4 min read

AR and VR - A Wonderful World of Virtually Anything

As technology continues to push forwards faster than ever before, new technologies are sprouting up left and right. Two of these that seem to be hitting mainstream media more frequently are ‘AR’ and ‘VR’, but what exactly are they?

AR and VR explained

The simplest explanation is to expand the acronyms out which gives us ‘Augmented Reality’ and ‘Virtual Reality’. Huh.. That didn’t seem to help too much did it? Okay, let’s break it down!

Augmented Reality, looking at what these words mean individually we are ‘improving’ reality and the dictionary defines ‘augment' as “[to] make (something) greater by adding to it; increase.”. From a technological standpoint this isn’t strictly correct, but it’s pretty darn close! Obviously, we cannot just add some code into the world and start adding cool things to a street, but what we can do is use our devices to do so.

In the simplest example, using a smartphone’s camera, we can start to grab information about someone’s surroundings and mix it with local data to perhaps ‘overlay’ some information onto the street you’re walking down. You’d have to be looking through your smartphone and pointing it in the right direction, but there’s been a lot of experimental devices that look to give you this sort of experience in a handsfree way. Google attempted this with ‘Google Glass’, and Bose has spun a slightly different angle on it with their ‘Audio AR’ which intends to give you information about your surrounding areas whilst you are there.

From viewing furniture in your house and virtually re-painting a wall, to games that have racetracks around your living room; AR can deliver both useful and fun applications to your users.

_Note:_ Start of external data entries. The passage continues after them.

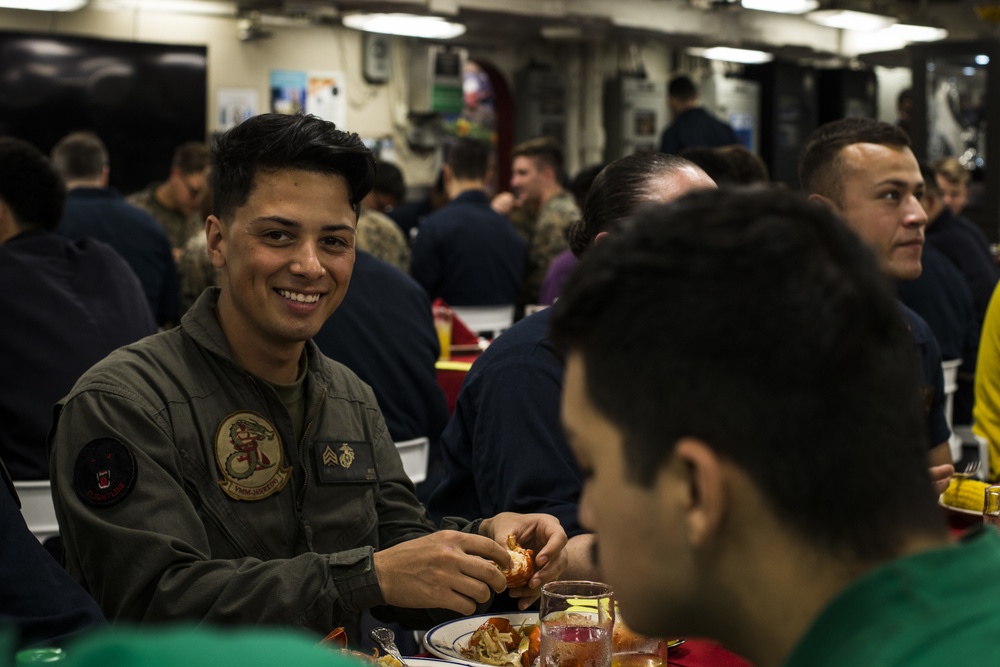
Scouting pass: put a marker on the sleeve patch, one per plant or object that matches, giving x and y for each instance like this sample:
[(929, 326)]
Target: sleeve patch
[(104, 473)]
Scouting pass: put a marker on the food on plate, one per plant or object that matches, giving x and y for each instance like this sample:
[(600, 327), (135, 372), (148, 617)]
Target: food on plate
[(337, 639), (497, 642), (522, 564), (965, 493)]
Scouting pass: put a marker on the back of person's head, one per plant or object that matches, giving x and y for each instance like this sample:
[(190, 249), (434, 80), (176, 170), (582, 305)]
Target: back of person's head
[(617, 190), (80, 156), (930, 181), (682, 88), (191, 157), (581, 183), (469, 159), (713, 162), (748, 167), (546, 153), (30, 186), (389, 182), (950, 169), (820, 168), (270, 143), (756, 322)]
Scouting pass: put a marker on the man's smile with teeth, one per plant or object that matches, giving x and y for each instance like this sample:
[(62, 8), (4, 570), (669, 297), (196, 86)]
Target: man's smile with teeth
[(301, 298)]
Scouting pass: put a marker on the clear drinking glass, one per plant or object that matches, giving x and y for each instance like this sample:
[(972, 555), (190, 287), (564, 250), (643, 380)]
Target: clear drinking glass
[(577, 619), (991, 506)]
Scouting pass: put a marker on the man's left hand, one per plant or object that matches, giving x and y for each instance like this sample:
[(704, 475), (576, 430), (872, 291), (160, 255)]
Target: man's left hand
[(540, 532)]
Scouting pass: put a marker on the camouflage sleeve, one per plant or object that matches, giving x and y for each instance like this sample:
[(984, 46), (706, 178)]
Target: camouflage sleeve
[(380, 236)]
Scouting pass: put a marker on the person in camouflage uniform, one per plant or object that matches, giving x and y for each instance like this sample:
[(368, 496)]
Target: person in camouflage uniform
[(542, 211), (176, 202), (378, 235)]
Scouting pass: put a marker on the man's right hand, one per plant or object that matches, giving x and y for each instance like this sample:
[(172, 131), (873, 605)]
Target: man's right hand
[(446, 569)]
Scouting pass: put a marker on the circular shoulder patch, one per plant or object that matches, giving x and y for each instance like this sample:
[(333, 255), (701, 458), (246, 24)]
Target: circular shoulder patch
[(105, 472)]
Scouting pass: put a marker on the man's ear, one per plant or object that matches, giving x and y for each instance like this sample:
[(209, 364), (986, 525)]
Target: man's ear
[(703, 481), (218, 238)]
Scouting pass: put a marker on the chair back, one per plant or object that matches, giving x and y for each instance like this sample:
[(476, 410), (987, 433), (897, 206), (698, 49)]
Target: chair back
[(414, 454), (488, 321), (37, 508)]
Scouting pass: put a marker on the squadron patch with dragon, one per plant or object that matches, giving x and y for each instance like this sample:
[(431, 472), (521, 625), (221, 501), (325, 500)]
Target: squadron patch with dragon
[(249, 454)]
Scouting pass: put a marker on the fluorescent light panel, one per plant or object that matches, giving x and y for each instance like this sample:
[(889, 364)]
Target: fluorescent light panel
[(782, 6), (916, 33), (728, 54), (848, 19), (44, 5), (408, 25)]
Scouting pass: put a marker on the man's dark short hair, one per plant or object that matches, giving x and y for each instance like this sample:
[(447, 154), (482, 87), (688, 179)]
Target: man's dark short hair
[(617, 191), (80, 156), (389, 181), (756, 322), (30, 185), (545, 151), (469, 159), (820, 170), (270, 143), (682, 88), (191, 157)]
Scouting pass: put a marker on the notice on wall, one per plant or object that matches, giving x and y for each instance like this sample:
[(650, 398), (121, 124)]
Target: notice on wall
[(288, 91), (235, 105), (327, 96)]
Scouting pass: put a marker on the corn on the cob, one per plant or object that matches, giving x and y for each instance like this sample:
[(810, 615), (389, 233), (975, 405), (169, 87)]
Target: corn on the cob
[(965, 493)]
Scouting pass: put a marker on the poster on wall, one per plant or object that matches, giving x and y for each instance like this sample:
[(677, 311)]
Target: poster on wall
[(327, 96), (288, 91), (235, 105)]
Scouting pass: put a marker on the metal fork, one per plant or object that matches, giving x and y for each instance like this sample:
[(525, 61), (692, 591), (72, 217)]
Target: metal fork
[(971, 469), (386, 638)]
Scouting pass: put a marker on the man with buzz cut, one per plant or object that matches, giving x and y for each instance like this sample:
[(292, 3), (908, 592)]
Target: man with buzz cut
[(466, 253), (226, 471), (864, 171), (739, 395)]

Virtual Reality on the other hand is a whole different ballgame. Rather than working with our existing world, which let’s be honest is a little boring at times, we can instead take users and put them into a completely customised world of creative freedom. At the click of a button you can transport your users from their office and on to the top of the Himalayas, throw them headfirst into a space-age supercity, or even shrink them down to the microscopic level to explore the body from the viewpoint of a red blood cell.

This is the field that excites me the most. It’s in continuous development, and we’ve only scratched the surface with what its applications could be. As the technology around VR expands more and more our ways of interacting with the virtual world grows with it. Think of the original Playstation VR with the ‘wands’ that you’d have, basically an orb light on a stick that allowed you to move your hands around and pull a trigger to interact with something. And nowadays people are experimenting with gloves that allow you to use your individual fingers and even physically resist your fingers to simulate the sensation of touch!

People are already on the path to create levels of immersion that aren’t far away from what you see in the movie “Ready Player One”. With VR treadmills currently available in the real world, simulated feedback gloves, full body suits that can directly track your movements without needing an array of cameras; we’d go so far as to say we’re not that far off at all.